The difference between Canada and the United States lies in Canada’s uniqueness: Canadians are two homogeneous ethnic groups born in the New World, driven by old-world European ideas in a North American setting.
I learn so much about Canadian history every time I read one of your posts. It's great - I'm finally putting together what I grew up in and understanding how things have changed (or should I say degenerated?) over my lifetime.
I was so surprised to read about how advanced Canada was from 1946-1963. I'm GenX, so I grew up in the tail-wind of that period - Canada was already going into decline by my 1970s childhood.
And yet it took a while for things to completely unravel. My husband was an apprentice mechanic in Australia in the mid-80s, and he remembers working with car parts that were stamped, "Made in Mississauga, Ontario, Canada." He thought he was immigrating to a great country when he first came here as a young man.
Things have changed a lot in a very short period of time. It's good to be reminded of what we were - for hundreds of years - before it all started to go south.
Question is, are our roots deeper than the rot?
Superb. Well done. It is a testament to Trudeau's charlatanism that he's been in power as long as he has. His post-nationalist schtick is wholly anti-Canadian bullshit, but so much of the country bought it hook, line and sinker.
I can understand the need to move away from Harper's conservatism, but it was abundantly clear within Trudeau's first mandate that he and his people were bound and determined to destroy the country, yet we voted for him twice more.
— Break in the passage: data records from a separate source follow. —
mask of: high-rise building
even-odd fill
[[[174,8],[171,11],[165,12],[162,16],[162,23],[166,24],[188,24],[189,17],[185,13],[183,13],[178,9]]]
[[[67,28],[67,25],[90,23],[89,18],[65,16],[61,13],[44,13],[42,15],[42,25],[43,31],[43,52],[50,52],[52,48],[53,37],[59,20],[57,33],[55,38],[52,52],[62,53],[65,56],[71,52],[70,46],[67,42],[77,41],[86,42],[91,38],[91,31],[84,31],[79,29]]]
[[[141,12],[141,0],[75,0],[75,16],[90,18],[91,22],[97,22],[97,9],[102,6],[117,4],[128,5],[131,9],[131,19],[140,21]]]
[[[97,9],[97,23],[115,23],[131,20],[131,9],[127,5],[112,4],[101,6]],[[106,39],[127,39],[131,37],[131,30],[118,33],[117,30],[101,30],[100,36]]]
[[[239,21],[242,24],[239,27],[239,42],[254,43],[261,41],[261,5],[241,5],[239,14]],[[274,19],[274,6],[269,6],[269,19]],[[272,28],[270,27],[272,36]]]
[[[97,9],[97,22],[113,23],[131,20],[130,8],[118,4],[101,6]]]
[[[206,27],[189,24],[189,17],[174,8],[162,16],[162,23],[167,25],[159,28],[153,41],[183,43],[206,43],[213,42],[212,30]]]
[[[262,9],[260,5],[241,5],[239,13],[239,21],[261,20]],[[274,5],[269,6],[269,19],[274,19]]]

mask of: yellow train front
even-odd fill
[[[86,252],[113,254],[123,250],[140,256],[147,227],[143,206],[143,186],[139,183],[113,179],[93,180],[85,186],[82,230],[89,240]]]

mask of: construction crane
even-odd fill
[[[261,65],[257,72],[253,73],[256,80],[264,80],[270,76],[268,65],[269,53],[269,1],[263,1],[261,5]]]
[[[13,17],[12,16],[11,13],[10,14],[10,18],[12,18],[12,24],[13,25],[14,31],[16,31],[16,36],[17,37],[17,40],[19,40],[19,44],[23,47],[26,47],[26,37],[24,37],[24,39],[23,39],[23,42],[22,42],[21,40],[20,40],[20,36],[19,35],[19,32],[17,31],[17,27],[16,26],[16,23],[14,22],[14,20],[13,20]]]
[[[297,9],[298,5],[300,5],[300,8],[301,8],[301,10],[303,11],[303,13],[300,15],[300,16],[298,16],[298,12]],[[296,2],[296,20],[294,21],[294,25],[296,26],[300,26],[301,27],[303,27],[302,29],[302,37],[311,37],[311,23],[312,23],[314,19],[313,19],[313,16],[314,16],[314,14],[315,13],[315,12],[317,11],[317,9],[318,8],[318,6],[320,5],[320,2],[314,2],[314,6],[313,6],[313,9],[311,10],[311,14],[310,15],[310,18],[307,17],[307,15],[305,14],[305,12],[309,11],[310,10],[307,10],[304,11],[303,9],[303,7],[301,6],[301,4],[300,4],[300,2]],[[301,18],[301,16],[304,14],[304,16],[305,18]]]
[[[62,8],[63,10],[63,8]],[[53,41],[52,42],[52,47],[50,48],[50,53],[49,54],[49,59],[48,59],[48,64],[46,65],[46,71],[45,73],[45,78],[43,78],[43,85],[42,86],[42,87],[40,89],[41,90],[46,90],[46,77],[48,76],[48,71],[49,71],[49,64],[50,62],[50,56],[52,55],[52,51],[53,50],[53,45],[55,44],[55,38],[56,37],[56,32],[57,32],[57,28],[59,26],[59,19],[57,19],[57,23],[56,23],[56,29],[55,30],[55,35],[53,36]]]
The only lesson I take from the disaster that has been the last nine years is that traditional Canadian conservative principles matter and that leaders and parties who eschew these principles in favor of the mush political middle will fail.
Scheer and O'Toole were basically Liberals, who were compromise choices, and both predictably failed when they should have won. I'm skeptical of how Pierre will govern, but you can't fault the man for most of the policy positions he's taken and his rhetoric.
When he's elected, if he hews closely to the traditional Canadian principles you highlight in your piece, he'll easily win a second majority. Canadians - those of us who were born here or who've been here for thirty years crave Peace, Order and Good Governance - not the bromides and tripe Trudeau, Freeland and Dom Leblanc spout on the daily. They're 21st-century snake oil salesmen of the very worst kind, and they can't be shown the door quickly enough.